Well, if all you’re doing is playing commodity music, nothing makes you different except you have to surround it with criticism, with observation, with interviews with country music artists. You have to do something better.

For me I started MarketWatch. If all I ran were stock quotes, I would not have won that war because everybody has the same stock quote by definition, right?

So what you’re saying is that the music becomes the base of what you do but not the end of what you do. It’s the beginning.

It’s not just the music, it’s the whole experience. People want an experience. For bookstores, it’s meeting authors. Whatever the experience is. You need to understand and know your audience. That’s the bottom line here. You have to listen. You’ve got to really talk to your consumers, listen to them, and don’t think that the way that they’re going to want it is the way they’ve gotten it in the past.

If you ask people three years ago, “Would you watch video on your phone?” 95% would have said, “Are you out of your mind.” Three months later, the iPhone debuted and if you asked those same people six months after that, 40% would say “yes.”

You have to make it more interesting for consuers. You give them serendipity. “Hey, you like this guy? Let me play somebody for you that’s out of Memphis who you’ve never heard of, but this guy really has something. Listen to this…”

You spend a lot of time in the book talking about the mistakes companies make in framing what business they’re in and getting it wrong. If I’m a broadcaster in radio today, what business do you think I’m in?

I think you’re in the entertainment business or you’re in the news business. You’re one or the other.

The newspaper, they thought they were in the newspaper business and that’s what killed them. If they thought they were in the news business, they’d be doing something completely different. It’s the railroad example all over again, right? They thought they were in railroad business.

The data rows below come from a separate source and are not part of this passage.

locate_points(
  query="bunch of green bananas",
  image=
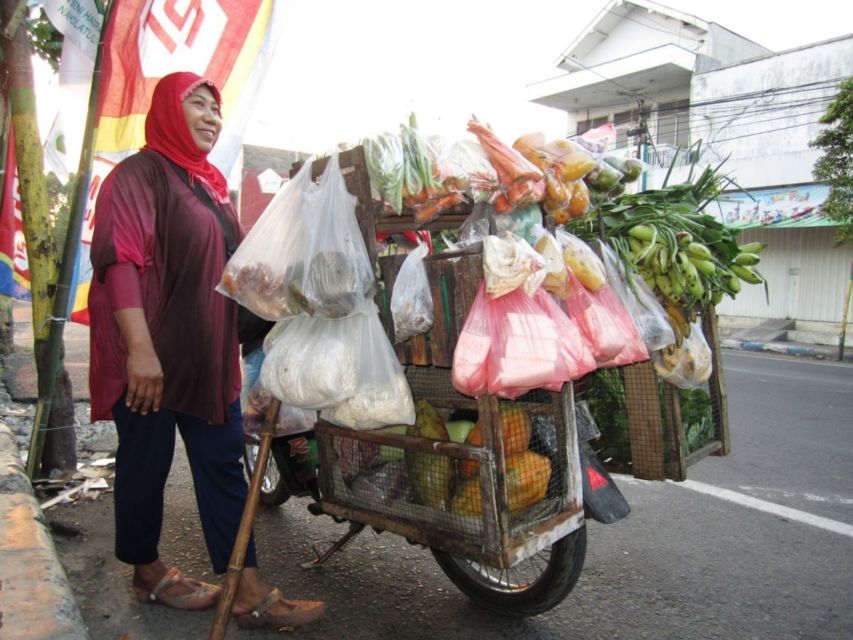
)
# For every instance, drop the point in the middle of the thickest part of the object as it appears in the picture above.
(684, 270)
(688, 258)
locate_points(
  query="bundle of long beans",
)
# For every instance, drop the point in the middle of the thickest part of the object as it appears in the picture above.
(686, 256)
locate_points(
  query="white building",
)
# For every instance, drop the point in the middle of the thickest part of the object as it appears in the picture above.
(667, 80)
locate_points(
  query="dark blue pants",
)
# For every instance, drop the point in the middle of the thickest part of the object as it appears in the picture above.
(146, 445)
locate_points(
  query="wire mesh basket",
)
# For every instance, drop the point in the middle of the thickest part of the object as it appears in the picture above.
(504, 492)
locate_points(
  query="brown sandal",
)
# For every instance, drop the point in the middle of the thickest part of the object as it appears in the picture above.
(299, 612)
(201, 595)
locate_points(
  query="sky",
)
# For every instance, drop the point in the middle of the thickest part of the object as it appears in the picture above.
(345, 70)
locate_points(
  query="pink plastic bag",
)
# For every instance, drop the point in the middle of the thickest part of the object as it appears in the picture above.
(526, 352)
(468, 374)
(605, 325)
(573, 349)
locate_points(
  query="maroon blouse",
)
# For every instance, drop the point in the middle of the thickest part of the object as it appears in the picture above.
(151, 226)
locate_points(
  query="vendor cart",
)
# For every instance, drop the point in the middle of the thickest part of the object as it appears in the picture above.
(508, 556)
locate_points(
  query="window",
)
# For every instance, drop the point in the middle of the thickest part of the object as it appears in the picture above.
(586, 125)
(674, 123)
(624, 122)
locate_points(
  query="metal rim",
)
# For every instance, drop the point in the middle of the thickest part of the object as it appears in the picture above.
(516, 579)
(271, 477)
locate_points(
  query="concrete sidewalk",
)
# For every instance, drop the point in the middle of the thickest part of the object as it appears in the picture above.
(36, 601)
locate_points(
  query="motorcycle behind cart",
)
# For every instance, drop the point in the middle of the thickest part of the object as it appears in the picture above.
(511, 554)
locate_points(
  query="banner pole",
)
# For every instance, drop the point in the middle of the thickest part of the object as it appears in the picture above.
(66, 268)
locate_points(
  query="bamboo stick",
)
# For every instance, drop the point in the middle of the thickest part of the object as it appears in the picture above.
(238, 553)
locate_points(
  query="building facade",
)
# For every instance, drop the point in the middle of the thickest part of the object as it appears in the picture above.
(678, 90)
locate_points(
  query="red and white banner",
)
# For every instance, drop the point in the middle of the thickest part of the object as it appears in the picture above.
(146, 40)
(14, 267)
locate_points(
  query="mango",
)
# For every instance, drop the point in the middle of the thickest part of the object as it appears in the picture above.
(527, 477)
(516, 428)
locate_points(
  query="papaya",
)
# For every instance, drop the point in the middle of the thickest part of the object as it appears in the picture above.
(603, 177)
(516, 428)
(430, 474)
(575, 165)
(579, 203)
(527, 477)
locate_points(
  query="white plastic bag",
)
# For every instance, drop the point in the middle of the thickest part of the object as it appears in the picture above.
(305, 254)
(311, 363)
(411, 300)
(509, 262)
(381, 395)
(290, 419)
(257, 275)
(647, 313)
(687, 366)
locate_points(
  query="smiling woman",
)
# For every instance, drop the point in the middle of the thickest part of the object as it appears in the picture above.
(204, 117)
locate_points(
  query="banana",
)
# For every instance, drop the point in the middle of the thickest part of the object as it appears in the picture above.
(643, 232)
(684, 238)
(636, 245)
(752, 247)
(691, 277)
(746, 259)
(732, 284)
(746, 274)
(664, 285)
(663, 259)
(680, 326)
(699, 250)
(705, 267)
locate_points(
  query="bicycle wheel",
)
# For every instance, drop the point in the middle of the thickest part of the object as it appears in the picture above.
(533, 586)
(274, 490)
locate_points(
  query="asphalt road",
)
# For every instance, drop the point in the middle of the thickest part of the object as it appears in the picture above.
(770, 560)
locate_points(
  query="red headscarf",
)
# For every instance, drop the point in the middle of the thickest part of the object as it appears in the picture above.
(166, 130)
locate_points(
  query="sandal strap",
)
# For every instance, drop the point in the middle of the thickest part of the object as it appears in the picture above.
(172, 577)
(269, 600)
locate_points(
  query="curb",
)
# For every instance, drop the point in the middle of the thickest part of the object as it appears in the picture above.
(36, 602)
(786, 348)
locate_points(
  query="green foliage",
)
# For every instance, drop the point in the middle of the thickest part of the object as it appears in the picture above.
(46, 41)
(835, 167)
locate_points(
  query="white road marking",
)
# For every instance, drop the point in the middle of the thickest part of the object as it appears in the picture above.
(760, 505)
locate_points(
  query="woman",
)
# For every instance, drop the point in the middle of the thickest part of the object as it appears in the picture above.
(165, 352)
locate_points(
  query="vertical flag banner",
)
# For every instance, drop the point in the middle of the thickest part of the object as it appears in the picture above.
(146, 40)
(14, 268)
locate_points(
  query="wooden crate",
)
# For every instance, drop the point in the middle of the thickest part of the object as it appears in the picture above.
(495, 536)
(655, 427)
(454, 279)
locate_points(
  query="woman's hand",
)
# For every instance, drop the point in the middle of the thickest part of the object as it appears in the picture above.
(144, 381)
(144, 373)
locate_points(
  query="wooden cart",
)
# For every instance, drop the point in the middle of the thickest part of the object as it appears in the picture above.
(495, 536)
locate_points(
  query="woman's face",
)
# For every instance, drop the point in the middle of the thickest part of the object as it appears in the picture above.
(203, 117)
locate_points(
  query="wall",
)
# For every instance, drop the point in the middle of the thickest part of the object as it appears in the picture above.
(807, 276)
(766, 135)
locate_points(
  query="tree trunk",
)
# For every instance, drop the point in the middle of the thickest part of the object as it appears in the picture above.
(43, 252)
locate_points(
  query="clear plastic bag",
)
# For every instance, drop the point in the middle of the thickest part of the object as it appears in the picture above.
(411, 300)
(290, 419)
(305, 254)
(468, 373)
(688, 366)
(605, 325)
(381, 395)
(311, 362)
(647, 313)
(557, 278)
(257, 274)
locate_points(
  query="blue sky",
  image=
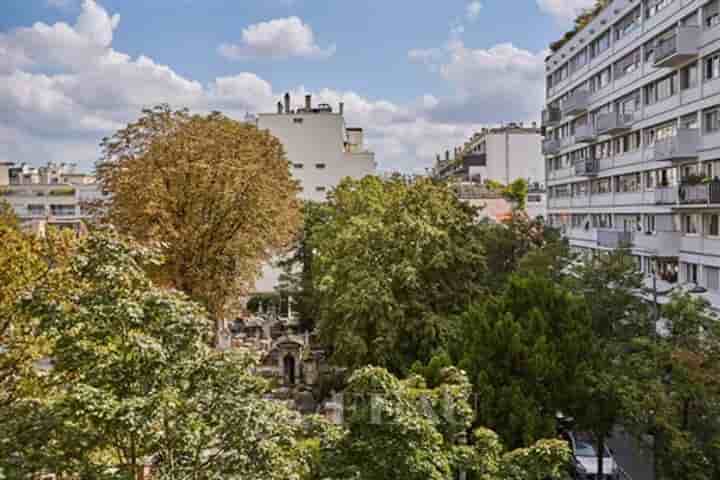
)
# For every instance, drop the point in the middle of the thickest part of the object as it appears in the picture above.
(419, 75)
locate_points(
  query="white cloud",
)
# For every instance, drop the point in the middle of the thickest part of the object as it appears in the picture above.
(564, 10)
(64, 87)
(472, 11)
(498, 84)
(279, 38)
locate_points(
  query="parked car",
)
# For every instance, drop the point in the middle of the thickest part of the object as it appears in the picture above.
(585, 458)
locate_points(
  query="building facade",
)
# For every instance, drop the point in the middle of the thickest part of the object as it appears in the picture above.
(502, 154)
(320, 148)
(632, 142)
(321, 151)
(51, 195)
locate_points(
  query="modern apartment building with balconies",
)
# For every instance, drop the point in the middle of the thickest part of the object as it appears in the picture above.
(52, 195)
(632, 136)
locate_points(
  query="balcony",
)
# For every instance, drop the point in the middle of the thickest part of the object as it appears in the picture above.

If they thought they were in the transporting people and freight business, they would have been into cars and airplanes a lot sooner than they were which was never.

So if my consumer’s problem is that he wants to listen to Country music, I’ve got to give it to him and I’ve got to entertain him and I’ve got to delight him. That’s not necessarily easy.

What are the last two “C’s”?

Curation is the third one, and it’s really new art form built around the fact that there is so much information available now. What people desperately need is someone to help them sift through it.

It is part of what we should be doing as media for our customers. They need it, we need to help them do it.

The final one is convergence, which is what’s happening to the media that’s really at the heart of all this. We’re converging all platforms into one for the first time.

So you can tell a story now using words, video, audio, text, interactive graphics, anything in one place. That means that the storytelling process is going to change. It’s going to be better. There is no reason to just write a book or just give you a video story or just write a newspaper story. We need to focus on the best way of telling that story and bring all the elements together.